Velayudhan Nair says: ‘Man, we go to the doctor.’ Velayudhan Nair always began every sentence with Man, for he had been to Bombay. In Colaba every De Souza says: Man. This they learned from the P & O ships. And P & O ships touch Plymouth. Do they say ‘Man’ there, one wonders.
‘So, man, we go to the doctor,’ he repeated.
‘Mr Man, I come,’ said Govindan Nair. He sometimes used Mister to show he too could be elegant. He called his son Mr Shridhar. (‘Mr Shridhar, go and get me a chew,’ ‘Mr Shridhar, the thing that father puffs is wanted,’ etc., etc. Mr Shridhar therefore brought the chew tobacco or that which father puffs, according to orders.)
Velayudhan Nair: ‘Man, it is hot.’
Govindan Nair: ‘Mister, it cannot be cold in April.’
Velayudhan Nair (wiping his face): ‘Yes, but we will have to wait at the doctor’s.’
Govindan Nair: ‘Why, is he such a busy man?’
Velayudhan Nair: ‘Busy?
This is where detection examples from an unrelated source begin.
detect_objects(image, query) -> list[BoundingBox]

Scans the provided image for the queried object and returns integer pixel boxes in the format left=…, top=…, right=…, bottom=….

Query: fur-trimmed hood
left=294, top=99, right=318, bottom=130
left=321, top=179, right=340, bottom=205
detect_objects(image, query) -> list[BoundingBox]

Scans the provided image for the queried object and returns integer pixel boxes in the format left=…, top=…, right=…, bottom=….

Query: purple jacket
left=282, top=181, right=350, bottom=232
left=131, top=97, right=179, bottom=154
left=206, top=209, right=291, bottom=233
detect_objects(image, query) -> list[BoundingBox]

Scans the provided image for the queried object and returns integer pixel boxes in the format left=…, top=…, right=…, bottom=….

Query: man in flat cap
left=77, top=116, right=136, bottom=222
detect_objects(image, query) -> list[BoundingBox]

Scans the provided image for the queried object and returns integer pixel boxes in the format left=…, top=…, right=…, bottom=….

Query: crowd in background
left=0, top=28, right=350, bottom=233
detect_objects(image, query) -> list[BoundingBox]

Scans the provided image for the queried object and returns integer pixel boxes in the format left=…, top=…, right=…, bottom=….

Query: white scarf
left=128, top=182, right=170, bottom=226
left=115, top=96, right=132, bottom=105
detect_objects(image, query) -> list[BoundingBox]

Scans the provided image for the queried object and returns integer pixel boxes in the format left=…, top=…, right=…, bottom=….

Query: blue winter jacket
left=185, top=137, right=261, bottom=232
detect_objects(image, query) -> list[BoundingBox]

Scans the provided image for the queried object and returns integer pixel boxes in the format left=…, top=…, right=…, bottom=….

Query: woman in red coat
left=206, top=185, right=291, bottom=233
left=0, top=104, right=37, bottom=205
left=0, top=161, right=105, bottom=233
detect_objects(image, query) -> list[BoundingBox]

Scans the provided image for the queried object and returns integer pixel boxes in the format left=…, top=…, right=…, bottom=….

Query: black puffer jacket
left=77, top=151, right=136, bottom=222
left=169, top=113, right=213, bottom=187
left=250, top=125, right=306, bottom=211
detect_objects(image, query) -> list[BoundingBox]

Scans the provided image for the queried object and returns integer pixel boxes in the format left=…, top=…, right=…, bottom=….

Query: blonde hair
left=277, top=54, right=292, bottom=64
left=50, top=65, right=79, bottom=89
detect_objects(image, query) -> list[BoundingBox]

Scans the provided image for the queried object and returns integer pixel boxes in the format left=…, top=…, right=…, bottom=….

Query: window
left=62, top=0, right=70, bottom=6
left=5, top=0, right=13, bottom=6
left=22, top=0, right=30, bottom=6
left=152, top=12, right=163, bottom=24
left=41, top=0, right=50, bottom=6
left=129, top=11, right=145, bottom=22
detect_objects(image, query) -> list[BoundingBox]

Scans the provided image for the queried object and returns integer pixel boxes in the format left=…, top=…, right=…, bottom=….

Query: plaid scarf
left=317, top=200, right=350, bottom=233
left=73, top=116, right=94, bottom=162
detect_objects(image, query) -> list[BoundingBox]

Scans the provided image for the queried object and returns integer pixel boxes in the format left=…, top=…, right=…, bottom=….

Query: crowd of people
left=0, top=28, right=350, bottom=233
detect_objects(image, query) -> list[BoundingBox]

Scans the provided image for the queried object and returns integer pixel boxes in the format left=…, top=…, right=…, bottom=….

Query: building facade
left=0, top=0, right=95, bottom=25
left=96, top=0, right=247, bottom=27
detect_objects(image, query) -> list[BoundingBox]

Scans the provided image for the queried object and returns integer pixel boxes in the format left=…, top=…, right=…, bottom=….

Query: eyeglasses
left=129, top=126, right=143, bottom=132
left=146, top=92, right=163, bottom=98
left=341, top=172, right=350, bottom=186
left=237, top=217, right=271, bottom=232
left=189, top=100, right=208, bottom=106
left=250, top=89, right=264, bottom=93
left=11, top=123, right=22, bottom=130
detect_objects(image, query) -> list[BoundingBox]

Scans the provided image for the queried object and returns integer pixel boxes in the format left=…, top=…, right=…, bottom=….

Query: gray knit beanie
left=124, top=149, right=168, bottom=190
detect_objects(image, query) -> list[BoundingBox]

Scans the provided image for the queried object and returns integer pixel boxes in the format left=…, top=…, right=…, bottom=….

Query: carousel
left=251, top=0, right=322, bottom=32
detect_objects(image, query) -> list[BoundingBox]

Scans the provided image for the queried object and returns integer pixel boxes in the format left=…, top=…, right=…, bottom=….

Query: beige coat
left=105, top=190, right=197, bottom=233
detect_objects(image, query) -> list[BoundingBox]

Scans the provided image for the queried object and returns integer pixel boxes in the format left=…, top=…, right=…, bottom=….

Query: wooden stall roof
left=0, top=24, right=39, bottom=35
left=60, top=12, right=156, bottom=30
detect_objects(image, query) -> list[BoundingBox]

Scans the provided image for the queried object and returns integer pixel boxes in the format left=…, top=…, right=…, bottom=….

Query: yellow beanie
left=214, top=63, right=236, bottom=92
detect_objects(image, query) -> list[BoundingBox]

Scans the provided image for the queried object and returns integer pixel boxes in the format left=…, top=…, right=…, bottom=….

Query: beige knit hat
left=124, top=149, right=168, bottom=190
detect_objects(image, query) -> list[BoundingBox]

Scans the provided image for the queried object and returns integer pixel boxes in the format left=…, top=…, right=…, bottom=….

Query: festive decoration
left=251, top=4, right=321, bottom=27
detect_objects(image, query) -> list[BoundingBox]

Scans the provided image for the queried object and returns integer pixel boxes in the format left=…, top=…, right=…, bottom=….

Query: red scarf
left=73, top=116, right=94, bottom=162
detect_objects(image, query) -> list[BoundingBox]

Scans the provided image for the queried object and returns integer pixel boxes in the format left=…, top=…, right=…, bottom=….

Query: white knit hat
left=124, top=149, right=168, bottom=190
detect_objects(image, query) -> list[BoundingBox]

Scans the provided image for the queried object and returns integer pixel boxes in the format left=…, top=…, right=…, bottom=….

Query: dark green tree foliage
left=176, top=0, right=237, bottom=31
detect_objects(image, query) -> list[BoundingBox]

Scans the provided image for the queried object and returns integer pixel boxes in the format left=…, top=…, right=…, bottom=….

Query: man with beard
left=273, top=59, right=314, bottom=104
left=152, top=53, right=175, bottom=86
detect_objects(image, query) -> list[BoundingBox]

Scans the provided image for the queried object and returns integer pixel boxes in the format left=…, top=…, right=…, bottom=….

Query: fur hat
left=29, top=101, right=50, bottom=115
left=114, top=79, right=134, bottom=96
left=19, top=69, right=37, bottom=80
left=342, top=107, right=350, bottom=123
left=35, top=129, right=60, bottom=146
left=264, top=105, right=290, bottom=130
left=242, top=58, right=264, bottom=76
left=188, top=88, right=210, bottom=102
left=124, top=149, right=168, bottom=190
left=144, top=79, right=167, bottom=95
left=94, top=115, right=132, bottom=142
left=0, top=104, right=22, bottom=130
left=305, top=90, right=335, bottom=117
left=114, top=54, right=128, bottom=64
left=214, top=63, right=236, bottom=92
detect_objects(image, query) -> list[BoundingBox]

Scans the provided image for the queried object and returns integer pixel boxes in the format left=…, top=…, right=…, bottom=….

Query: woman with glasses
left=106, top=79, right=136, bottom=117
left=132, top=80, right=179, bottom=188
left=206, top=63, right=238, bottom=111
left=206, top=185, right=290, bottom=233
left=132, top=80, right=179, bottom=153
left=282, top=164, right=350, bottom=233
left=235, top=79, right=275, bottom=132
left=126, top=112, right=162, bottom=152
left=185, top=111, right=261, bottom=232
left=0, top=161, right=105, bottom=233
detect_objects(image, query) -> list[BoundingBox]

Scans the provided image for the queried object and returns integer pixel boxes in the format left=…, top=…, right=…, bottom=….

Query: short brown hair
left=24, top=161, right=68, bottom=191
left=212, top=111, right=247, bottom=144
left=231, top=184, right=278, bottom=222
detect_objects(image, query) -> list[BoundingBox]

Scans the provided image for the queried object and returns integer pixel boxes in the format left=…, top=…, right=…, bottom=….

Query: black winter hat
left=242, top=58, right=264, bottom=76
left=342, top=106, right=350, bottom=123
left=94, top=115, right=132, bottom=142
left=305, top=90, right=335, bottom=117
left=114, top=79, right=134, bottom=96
He is as
busy as he wants to be.’
So we go, said Velayudhan Nair, and Govindan Nair pulled the shirt over his body and there they were going to the doctor. The doctor lived off the main road, before you come to the temple. You know, as you go down after the railway bridge, there are a number of cloth shops. Then if you turn to the right—the first lane after where the policeman stands—you come to a small square.
A pleasant rain began to fall. It was refreshing, this cool shower of the heavens. They went up an ordinary tier of house steps, knocked at a much-knobbed door (more like houses in Madras than here), and they entered. It was a living house, obviously, for there was a bronze swing at the far end of the corridor, in the huge hall, where there were many lights. Perhaps the clouds had made the house dark. Suddenly the sun shone and the lights went off. There were many ladies inside the house. There were also some men.
‘The doctor is a busy man. Let me go and see,’ said Velayudhan Nair, and went towards the swing.
Govindan Nair sat on a sofa and started reading the Cheeranjivi.